According to a "border security white paper" produced late last month by aides to Tom Ridge, the director of homeland security, such an agency would be called a federal border administration. It would take control of the Coast Guard, the Customs Service, the border enforcement functions of the Immigration and Naturalization Service and the Department of Agriculture's agricultural quarantine inspection program.

"Our borders today are porous and highly vulnerable to penetration by foreign terrorists," says the paper proposing the government overhaul. It goes on to note that almost a dozen federal agencies now bear responsibility for controlling the borders.

"All of these agencies have other missions besides border security, so none has security as its core institutional purpose," the paper says, recommending a "single accountable agency."

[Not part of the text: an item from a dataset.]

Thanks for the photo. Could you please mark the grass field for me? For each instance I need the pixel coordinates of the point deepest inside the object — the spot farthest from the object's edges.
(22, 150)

The proposal has sparked a fierce debate inside the Bush administration and drawn resistance from an array of Cabinet agencies, causing Ridge to back off from an initial effort to get the agency consolidation into the president's new budget, officials said.

Susan Neely, a spokeswoman for Ridge, the former governor of Pennsylvania, said: "The governor is on record indicating that where there are more effective and efficient ways to secure our borders, it's something that we would be looking at. We are definitely reviewing all the options."

But she said there was "consensus" that the White House needed more time to consider various ideas. Several officials said the proposal was still under consideration and could be submitted to Congress this year.

An administration official opposed to the plan, who spoke on condition of anonymity said, "Ridge tried to push the plan through. A group of Cabinet agencies objected." He said the opponents represented a wide range of agencies, including the state, treasury, agriculture, justice and defense departments.

Officials said that Ridge began pushing the overhaul around Christmas.

The white paper produced by his staff argues that a consolidated agency would produce more unity and could mobilize rapidly.

"The record of coordination and cooperation among the separate agencies with border security responsibilities has been problematic for years and remains mixed," the paper says.

But officials from a wide spectrum of Cabinet agencies argued that the change would be too disruptive.

At the Customs Service, which is a part of the Treasury Department, reports of the proposal have circulated for weeks. Officials there are quick to point out that the agency was established in 1789 by the fifth act of the first Congress.

The Immigration and Naturalization Service falls under the purview of the Justice Department. "Since Sept. 11 we have had very strong cooperation among border agencies and law enforcement generally," said Susan Dryden, a spokeswoman for the Justice Department, "and we have found that working closely together in this shared responsibility is proving very effective."

The reorganization also has proponents. Rep. William M. Thornberry, R-Texas, has introduced similar legislation. Under his plan the Federal Emergency Management Agency would be brought under the same roof as the Coast Guard, Customs Service and Border Patrol.

"These agencies are a key part of homeland security," Thornberry said. "I'm hopeful that the president will at least move in this direction in the new budget."

Ivo H. Daalder of the Brookings Institution who served at the National Security Council under President Bill Clinton, said, "It's good to have the different functions in different departments consolidated in a single agency." He added, "The real question is whether it's the right time to reorganize as you're still thinking about the larger picture."